Pitanga, machucado no coração, chorava copiosamente.
— Como vê — prosseguiu o enfermo —, você sofreu muito,
mas tenho pago um preço terrível pelas aflições que lhe dei... Antes de
conhecer o seu paradeiro, tomei contacto com as verdades do Espiritismo e
procurei distribuir o possível entre as instituições de beneficência...
E designando uma caixa forte:
— Peço a você, porém, que abra o cofre e retire os
novecentos mil cruzeiros que estão lá dentro. São seus... Não lhe entrego o
resto do que tenho, porque os dois netos precisam de pensão... Aceite, Pitanga!
Aceite e perdoe-me! E creia que não vou sem culpa na grande viagem... O seu
perdão, contudo, será para mim nova força no Mundo Espiritual...
Havia tanta confiança e doçura no pedido, que João abriu
o cofre e recolheu o dinheiro. Em seguida, conversaram, trocando confidências,
como velhos amigos. Oraram. Pitanga aplicou-lhe passes. O doente ainda viveu
seis dias no corpo físico e João visitou-o diariamente, assistindo-o, até à
hora última.
No dia seguinte ao dos funerais, Pitanga voltou à
fabrica, procurou o Dr. Abranches e contou-lhe o sucedido, pedindo conselho.
— Agora, João, você está bem — disse o chefe, sorrindo.
— Não, doutor. Estou preocupado. Não quero que meus netos
saibam que tenho esse dinheiro. Ajude-me a empregá-lo.
— Você poderá pagar suas dívidas e guardar mais de
oitocentos contos em ações na fábrica. Haverá bom rendimento.
— Mas...
— Mas o quê?
— Queria que o senhor pedisse à Diretoria para dar-me
trabalho, ainda que eu tenha de ser novamente despedido, daqui a nove anos...
O Dr.

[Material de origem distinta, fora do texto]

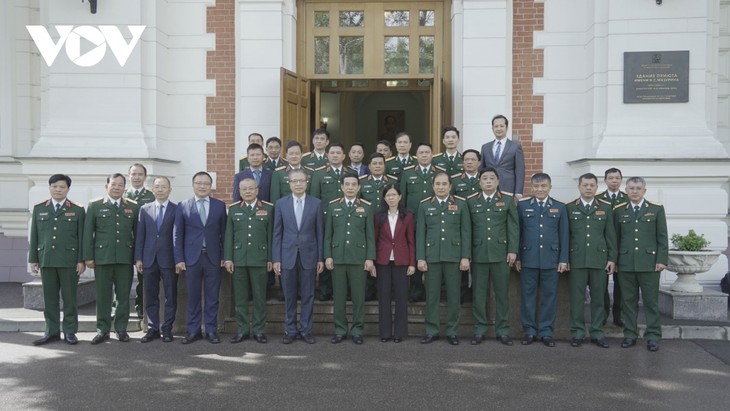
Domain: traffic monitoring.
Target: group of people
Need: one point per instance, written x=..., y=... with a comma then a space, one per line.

Abranches sorriu e prometeu colaborar. Daí a quatro
dias, quando Pitanga voltou, encontrou a ordem. Fora readmitido. E sem esperar
pelo dia seguinte, pediu a vassoura e recomeçou a varrer...
Do livro Almas em
Desfile, de Hilário Silva, obra mediúnica psicografada pelos médiuns Waldo
Vieira e Francisco Cândido Xavier.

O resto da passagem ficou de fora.